Ein paar Wochen später war ich zwar wieder unheimlich müde, ich habe auch manchmal geheult, aber auch diesmal klappte es irgendwie. Und zwar nicht, weil ich Superkräfte habe oder eine Horde Nannys – nein, weil wir uns gemeinsam durchwurschelten, ich ab und zu Hilfe von Freunden annahm und mir selbst die Erlaubnis gab, dass 80 Prozent auch oft reichen. Ich machte Abstriche, improvisierte, stellte meine Bedürfnisse eine Weile lang hinten an – um dann ganz bewusst Auszeiten einzufordern. 

Auf das Leben mit einem Kind und eventuell auch mit mehreren kann einen keiner vorbereiten. Es gibt keinen Masterplan, kein Rezept, wie es funktioniert (Wenn ich es hätte, würde ich es teuer vermarkten und würde mit meiner Family in Südfrankreich leben.) Ich glaube, man muss sich einfach nur Zeit geben, in seine neuen Aufgaben reinzuwachsen. Es muss nicht von Anfang an perfekt laufen, auch später nicht – weil wir alle nicht perfekt sind. 

Was anfangs noch unlösbar erschien, wird irgendwann machbar – weil wir Routine darin bekommen und weil wir uns alle zurück ruckeln. Man wächst mit seinen Aufgaben – ich finde, der Spruch passt so gut. Ich wuppe jeden Tag mehr als ich kurz nach der Geburt meiner ersten Tochter dachte, dass ich wuppen könnte. Klar, einiges geht schief. Manchmal sogar viel. Dann müssen wir uns schütteln und das abhaken – meist ist es nämlich kein Weltuntergang. Und das nächste Mal versuchen wir es eben nochmal. 

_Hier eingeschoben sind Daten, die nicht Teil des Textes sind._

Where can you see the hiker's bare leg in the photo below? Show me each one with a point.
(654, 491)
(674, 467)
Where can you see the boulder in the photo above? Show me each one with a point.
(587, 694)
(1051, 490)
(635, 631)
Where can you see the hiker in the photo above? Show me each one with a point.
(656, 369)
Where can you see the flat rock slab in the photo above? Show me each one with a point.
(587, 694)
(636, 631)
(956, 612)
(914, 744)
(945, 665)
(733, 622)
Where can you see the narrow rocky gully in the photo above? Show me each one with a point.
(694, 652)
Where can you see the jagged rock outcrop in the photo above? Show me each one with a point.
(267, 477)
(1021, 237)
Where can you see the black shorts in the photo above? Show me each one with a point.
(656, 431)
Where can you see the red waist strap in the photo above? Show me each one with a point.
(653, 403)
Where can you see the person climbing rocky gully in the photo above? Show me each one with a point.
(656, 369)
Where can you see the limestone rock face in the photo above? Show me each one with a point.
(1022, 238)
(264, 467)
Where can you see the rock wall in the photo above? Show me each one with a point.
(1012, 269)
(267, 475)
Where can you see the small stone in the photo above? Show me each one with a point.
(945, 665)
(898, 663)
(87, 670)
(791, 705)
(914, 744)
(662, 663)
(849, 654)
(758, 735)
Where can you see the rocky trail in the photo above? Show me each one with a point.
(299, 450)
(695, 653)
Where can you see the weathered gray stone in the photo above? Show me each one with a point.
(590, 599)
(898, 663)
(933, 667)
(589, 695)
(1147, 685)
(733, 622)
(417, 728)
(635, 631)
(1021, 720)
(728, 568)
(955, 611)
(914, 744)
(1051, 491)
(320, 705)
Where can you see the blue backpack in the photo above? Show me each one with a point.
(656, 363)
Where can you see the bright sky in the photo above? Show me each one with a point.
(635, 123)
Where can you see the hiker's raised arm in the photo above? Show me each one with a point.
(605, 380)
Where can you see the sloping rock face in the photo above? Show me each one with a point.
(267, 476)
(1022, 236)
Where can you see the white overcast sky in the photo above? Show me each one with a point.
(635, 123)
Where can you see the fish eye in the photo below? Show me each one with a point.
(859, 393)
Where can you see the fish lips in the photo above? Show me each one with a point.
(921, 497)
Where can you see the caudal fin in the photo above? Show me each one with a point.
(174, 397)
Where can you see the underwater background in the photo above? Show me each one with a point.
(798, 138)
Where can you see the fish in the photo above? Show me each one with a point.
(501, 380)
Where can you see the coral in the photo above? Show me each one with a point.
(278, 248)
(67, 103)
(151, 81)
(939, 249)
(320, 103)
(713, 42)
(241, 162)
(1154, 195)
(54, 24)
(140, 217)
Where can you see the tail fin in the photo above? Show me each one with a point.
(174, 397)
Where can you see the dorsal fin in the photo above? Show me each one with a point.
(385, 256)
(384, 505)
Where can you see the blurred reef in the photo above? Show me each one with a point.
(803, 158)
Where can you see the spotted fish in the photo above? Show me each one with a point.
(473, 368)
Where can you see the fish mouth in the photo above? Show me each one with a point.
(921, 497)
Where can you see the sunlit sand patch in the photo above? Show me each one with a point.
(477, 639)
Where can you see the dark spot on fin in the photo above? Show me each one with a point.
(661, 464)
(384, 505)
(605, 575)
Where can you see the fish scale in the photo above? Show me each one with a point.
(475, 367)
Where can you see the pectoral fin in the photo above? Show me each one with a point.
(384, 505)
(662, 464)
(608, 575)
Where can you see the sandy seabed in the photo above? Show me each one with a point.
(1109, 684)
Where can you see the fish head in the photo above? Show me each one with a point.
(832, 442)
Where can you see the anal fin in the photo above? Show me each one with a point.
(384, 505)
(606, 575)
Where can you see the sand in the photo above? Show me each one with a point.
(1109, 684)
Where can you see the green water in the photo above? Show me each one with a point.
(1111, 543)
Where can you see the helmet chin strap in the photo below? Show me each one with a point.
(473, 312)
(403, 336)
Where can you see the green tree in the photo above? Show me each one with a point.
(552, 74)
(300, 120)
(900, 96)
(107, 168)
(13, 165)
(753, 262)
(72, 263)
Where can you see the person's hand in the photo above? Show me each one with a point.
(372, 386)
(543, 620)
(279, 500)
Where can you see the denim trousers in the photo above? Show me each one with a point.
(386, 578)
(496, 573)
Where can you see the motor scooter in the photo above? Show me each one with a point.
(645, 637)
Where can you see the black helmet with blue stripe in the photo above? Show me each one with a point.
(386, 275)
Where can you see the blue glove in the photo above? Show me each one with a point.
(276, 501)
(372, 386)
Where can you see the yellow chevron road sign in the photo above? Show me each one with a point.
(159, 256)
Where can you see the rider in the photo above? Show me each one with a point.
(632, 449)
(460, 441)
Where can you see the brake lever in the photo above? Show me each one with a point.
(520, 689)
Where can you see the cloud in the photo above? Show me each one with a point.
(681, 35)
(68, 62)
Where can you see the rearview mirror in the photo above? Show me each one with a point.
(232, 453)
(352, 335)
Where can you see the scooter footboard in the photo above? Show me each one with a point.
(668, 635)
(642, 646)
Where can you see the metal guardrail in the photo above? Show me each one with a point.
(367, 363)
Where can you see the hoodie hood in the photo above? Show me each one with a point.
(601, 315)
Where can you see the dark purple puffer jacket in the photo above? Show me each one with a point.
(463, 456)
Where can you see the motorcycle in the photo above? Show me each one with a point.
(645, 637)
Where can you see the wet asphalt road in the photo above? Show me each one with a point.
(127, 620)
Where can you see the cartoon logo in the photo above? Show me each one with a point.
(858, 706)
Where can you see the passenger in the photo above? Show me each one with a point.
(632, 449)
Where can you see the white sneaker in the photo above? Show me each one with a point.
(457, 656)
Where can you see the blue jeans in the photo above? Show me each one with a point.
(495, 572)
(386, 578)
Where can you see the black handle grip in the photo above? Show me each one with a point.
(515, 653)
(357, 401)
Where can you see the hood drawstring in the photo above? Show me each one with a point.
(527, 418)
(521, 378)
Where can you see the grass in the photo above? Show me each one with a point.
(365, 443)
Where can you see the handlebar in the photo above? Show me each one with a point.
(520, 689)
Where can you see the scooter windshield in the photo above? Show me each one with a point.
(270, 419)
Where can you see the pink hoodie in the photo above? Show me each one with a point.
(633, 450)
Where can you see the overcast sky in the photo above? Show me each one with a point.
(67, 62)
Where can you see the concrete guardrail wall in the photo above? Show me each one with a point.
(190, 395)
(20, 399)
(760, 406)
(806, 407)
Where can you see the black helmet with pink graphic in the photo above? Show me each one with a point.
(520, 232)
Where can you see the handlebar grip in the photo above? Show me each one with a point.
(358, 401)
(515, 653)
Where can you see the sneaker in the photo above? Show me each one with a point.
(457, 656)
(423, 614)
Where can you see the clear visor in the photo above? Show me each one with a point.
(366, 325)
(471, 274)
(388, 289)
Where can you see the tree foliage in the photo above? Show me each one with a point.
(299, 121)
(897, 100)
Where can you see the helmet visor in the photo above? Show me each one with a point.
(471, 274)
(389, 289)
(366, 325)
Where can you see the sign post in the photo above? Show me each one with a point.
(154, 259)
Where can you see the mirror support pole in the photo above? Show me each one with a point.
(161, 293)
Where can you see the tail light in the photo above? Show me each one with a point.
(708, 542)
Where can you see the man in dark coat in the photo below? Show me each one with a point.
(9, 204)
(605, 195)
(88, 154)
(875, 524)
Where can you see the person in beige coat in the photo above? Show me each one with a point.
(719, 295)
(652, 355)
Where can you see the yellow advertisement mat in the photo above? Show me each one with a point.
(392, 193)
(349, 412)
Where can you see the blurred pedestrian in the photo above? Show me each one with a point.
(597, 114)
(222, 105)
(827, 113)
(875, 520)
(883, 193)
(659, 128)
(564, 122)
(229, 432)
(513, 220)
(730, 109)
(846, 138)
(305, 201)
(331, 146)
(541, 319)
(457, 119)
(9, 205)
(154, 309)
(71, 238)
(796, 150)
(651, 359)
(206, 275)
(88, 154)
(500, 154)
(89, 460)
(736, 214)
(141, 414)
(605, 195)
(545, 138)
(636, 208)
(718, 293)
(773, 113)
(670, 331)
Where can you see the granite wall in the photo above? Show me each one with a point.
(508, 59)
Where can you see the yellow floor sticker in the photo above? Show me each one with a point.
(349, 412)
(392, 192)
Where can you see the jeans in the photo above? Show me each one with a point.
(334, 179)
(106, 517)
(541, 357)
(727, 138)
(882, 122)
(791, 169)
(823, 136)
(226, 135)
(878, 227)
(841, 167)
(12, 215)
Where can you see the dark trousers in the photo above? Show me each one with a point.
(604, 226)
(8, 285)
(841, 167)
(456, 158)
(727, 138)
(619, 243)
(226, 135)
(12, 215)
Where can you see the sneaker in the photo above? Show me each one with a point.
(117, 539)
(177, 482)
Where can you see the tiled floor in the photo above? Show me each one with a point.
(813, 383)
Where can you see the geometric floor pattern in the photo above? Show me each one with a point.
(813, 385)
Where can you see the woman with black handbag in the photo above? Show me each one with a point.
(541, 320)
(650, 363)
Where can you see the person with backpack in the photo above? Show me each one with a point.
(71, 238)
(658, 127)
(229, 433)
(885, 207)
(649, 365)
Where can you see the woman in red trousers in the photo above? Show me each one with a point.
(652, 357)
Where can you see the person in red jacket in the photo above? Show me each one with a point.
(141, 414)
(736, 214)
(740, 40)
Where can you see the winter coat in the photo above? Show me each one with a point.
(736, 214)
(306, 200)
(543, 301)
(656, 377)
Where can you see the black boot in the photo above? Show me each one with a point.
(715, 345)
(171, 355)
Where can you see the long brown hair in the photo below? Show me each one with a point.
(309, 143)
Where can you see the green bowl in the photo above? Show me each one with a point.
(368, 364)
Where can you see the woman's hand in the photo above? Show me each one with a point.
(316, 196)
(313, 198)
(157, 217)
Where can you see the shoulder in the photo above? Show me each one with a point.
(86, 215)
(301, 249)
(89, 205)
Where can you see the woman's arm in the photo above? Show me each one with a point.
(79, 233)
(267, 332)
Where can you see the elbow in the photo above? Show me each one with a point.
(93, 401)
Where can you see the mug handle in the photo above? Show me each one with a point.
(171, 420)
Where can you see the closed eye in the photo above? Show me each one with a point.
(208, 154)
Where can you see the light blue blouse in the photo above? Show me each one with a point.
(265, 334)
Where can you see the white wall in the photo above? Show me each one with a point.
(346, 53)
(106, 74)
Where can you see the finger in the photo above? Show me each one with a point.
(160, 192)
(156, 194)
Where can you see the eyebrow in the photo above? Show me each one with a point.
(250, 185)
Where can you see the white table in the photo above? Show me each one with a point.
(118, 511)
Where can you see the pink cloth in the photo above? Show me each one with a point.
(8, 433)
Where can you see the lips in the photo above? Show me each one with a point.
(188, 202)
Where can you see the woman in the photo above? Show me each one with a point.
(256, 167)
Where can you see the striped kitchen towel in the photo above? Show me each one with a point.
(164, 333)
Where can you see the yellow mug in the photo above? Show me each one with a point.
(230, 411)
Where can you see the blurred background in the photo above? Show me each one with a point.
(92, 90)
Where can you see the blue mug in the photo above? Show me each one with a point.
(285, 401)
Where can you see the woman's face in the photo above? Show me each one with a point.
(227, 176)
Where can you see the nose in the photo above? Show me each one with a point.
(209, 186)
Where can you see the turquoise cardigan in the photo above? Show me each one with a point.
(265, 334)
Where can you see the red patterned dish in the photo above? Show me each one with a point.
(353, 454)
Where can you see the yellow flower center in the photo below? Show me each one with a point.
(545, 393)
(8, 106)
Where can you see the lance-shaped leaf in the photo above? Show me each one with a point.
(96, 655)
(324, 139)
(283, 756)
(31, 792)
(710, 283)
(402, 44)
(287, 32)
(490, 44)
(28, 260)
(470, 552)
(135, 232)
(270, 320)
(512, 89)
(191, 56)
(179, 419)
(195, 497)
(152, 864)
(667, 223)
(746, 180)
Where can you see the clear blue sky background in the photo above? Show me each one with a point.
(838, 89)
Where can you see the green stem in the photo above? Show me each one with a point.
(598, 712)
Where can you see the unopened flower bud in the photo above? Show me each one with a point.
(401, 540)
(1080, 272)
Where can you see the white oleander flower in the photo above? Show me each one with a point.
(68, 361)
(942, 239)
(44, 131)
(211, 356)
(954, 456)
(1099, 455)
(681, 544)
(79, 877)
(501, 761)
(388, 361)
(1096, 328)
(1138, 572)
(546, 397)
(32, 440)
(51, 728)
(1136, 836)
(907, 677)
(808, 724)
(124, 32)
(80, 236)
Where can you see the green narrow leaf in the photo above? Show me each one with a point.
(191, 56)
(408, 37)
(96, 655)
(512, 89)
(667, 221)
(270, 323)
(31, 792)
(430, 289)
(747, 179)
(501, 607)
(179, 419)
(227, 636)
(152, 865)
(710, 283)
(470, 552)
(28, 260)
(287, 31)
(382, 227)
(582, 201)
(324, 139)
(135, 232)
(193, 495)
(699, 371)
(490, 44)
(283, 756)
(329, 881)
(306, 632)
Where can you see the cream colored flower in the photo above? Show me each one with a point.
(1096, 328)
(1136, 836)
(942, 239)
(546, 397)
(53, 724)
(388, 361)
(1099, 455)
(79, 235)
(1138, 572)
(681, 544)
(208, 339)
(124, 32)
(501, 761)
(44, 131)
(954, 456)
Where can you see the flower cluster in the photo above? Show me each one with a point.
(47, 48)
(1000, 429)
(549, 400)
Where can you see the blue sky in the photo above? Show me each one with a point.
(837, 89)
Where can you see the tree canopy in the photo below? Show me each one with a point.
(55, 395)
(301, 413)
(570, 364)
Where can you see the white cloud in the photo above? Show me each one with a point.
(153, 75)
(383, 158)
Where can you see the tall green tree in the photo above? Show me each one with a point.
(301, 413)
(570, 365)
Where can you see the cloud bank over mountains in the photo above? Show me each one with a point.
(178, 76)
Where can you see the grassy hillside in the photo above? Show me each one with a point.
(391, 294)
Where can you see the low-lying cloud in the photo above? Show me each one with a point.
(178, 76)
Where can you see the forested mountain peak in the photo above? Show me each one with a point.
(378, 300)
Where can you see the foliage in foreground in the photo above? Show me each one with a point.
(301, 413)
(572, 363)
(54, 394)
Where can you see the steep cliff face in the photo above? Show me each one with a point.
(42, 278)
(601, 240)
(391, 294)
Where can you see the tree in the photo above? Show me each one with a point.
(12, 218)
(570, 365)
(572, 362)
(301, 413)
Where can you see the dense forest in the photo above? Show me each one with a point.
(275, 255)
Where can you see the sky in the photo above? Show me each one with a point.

Warum ich diesen Text schreibe? Weil um mich herum bald einige Geburten anstehen und die Mamas ängstlich sind, ob sie das alles schaffen. Denen möchte ich sagen: Du musst gar nicht alles schaffen. Und vorallem nicht von Anfang an. Jeden Tag ein kleines Stückchen ist schon toll – vertrau auf Dich und es wird schon werden. Morgen ist ein neuer Tag. Was heute nicht klappt, klappt vielleicht morgen. Oder übermorgen. Stress dich nicht. Du bist die beste Mutter für dein Kind! 

 

Foto: Leni Moretti 


1 comment

  1. Toll geschrieben
    Liebe Katharina,
    Danke für den tollen Text! So ist es. Ich miss gestehen, ich hatte die sorgen nur zum Teil vor der Geburt des kleinen. Ich hoffte einfach, es geht schon irgendwie und ich habe immer die Sicherheit Großeltern – einmal im Haus, einmal 2km entfernt mit Rentner-Opas. Das ist also ein ziemlicher Luxus. Dennoch ist es oft anstrengend und morgens im Kindergarten sind wir auch mal nach 9 Uhr. Aber es geht – wir geben eben nicht 100% und hetzen nicht der Uhr hinter her.